Structural annotation of the protein-coding genes was conducted using ab initio, homology-based and RNA-seq-based approaches, after all repeat sequences in the T. ocellatus genome were soft-masked. For homology-based gene prediction, the protein sequences of D. rerio²⁰, O. latipes²¹, T. rubripes²², T. flavidus²³ and T. bimaculatus²⁴ were downloaded from the European Nucleotide Archive and provided to GenomeThreader (v.1.7.0)²⁵. In addition, the RNAseq clean data were de novo assembled using Trinity software (v.2.10.0). Braker2²⁶ was employed to perform ab initio gene prediction using the transcripts assembled from RNAseq and known genes of D. rerio²⁰, O. latipes²¹, T. rubripes²², T. flavidus²³ and T. bimaculatus²⁴. The optimal parameters were obtained after two rounds of model training. For another gene prediction approach, RNA-seq data were aligned to the T. ocellatus genome to assemble the transcriptome via hisat2²⁷ and stringtie²⁸ (v2.1.4). Then, TransDecoder (v5.5.0) was adopted to predict the open reading frame (ORF) region. Last, a comprehensive gene set was produced by EvidenceModeler and annotated for protein-coding gene structure by PASA (v2.4.1)²⁹.
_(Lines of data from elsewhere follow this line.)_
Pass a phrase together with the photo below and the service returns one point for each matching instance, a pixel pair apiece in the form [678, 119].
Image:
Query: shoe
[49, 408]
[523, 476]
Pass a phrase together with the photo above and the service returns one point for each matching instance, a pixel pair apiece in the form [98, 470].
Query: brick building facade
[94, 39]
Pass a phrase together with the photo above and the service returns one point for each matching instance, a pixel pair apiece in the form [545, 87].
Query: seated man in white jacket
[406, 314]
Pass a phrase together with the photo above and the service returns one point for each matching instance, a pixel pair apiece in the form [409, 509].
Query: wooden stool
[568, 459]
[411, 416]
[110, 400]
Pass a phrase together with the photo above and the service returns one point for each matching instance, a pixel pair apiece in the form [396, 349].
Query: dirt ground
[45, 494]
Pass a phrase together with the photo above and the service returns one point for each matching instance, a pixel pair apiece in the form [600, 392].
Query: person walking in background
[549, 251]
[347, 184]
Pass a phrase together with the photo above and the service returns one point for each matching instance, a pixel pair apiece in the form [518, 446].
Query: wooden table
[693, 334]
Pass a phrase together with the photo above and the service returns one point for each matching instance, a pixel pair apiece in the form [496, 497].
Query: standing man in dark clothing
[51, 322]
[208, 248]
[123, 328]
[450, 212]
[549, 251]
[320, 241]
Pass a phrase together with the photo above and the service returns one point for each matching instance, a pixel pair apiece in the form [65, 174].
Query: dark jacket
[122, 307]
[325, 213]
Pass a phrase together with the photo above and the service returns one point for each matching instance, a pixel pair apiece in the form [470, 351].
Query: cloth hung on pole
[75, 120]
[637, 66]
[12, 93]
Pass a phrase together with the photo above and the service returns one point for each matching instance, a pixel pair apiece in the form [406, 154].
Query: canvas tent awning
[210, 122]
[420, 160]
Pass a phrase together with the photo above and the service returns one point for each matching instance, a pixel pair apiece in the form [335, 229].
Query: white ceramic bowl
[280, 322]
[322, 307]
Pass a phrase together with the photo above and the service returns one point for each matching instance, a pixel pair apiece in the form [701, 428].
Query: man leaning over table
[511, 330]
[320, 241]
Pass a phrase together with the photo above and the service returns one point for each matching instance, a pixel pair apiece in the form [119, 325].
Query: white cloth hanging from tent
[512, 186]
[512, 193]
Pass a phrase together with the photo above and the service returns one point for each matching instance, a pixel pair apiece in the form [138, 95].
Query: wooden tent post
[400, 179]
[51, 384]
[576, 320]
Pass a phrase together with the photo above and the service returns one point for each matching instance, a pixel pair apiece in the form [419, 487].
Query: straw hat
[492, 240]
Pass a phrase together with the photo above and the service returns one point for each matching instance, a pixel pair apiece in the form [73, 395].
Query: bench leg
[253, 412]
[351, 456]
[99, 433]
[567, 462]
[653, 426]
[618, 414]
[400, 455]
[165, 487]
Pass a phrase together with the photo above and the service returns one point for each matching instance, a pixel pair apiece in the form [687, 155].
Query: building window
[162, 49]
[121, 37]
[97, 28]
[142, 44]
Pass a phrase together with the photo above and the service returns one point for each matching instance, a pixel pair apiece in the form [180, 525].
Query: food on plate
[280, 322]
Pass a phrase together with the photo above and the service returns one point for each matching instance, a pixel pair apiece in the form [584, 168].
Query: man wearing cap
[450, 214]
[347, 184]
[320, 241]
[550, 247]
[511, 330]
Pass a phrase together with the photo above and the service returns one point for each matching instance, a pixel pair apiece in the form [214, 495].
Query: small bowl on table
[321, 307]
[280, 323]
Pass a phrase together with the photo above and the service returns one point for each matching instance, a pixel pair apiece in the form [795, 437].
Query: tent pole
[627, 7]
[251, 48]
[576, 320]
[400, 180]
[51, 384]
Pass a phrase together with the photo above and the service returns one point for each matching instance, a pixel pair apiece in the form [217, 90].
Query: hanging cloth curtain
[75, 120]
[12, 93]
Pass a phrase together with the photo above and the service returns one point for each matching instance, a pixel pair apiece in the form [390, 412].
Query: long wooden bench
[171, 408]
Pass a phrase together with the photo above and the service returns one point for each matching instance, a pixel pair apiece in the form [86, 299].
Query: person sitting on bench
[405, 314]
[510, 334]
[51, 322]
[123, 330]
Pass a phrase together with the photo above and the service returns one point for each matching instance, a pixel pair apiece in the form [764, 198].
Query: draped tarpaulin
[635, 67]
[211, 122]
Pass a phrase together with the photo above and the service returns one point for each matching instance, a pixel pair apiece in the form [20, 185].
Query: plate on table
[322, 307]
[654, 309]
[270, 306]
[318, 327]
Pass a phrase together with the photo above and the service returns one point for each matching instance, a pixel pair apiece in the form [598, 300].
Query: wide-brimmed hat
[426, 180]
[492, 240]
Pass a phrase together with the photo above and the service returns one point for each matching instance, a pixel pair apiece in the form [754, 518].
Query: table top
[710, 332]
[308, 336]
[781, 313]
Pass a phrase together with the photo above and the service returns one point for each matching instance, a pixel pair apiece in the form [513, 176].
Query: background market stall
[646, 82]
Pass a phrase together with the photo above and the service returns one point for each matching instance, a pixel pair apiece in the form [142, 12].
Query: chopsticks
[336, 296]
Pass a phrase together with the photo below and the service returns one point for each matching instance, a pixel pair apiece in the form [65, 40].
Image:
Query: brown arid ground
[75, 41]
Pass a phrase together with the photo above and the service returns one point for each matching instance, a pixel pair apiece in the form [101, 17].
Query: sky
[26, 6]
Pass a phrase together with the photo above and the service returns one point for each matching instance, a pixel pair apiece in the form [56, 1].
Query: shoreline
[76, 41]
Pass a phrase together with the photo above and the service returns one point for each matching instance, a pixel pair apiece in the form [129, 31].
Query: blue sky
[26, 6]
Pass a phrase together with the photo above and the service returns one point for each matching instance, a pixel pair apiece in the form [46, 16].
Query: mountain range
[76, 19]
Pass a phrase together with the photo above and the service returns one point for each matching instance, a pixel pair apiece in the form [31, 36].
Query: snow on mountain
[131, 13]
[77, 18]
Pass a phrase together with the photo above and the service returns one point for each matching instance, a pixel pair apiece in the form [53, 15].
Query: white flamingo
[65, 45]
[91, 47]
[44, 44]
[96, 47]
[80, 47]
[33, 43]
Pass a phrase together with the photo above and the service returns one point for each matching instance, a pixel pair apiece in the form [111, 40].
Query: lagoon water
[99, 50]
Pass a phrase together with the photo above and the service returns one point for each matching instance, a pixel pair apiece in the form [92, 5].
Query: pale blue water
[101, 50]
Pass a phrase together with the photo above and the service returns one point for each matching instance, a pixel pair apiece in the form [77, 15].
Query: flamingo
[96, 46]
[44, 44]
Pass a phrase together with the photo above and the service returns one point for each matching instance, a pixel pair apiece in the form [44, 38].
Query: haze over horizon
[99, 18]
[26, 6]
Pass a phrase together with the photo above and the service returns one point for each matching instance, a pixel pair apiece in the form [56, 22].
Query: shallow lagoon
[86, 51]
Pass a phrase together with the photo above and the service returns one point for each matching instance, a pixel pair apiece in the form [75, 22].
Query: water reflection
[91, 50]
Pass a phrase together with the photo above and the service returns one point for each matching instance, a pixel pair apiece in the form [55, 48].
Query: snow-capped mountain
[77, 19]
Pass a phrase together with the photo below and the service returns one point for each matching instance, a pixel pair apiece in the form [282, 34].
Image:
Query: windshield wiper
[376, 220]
For functional annotation of protein-coding genes, Diamond (v2.0.6) was applied to align protein-coding genes to the NR, TrembBL (http://www.uniprot.org/) and Swiss-Prot (http://www.uniprot.org/) protein databases with E-values < 1*10-5. The annotation of GO and KEGG pathways was performed using InterProScan (v4.8) and KEGG Automatic Annotation Server (KAAS).

Gene family identification and phylogenetic tree construction

To identify gene families among T. ocellatus and other representative species, the protein sequences of D. rerio (outgroup), G. aculeatus, H. comes, L. litulon, M. mola, O. latipes, T. bimaculatus, T. flavidus, T. nigroviridis, T. palembangensis, T. rubripes and T. septentrionalis were downloaded (Supplementary Table 2). Protein sequences shorter than 30 amino acids were filtered out in the above 13 proteome sets and provided to Orthofinder³⁰ (v2.5.2) to construct orthologous groups. To reveal the phylogenetic relationships among T. ocellatus and 12 other species, single-copy orthologous genes were identified and used for the construction of the phylogenetic tree (Supplementary Table 3). The single-copy orthologues were further aligned using MUSCLE (v3.8.31). Then, RAxML³¹ (v8.2.12) with 1000 bootstrap replicates was executed to generate phylogenetic trees. The divergence time was estimated using MCMCTREE (PAML³² package) based on the molecular clock data in the TimeTree³³ database (fossil time: zebrafish and medaka divided at 230 (million years ago (mya); 180.0–264.0 mya). The expansion and conversion gene families of T. ocellatus were identified by CAFÉ (v. 4.2).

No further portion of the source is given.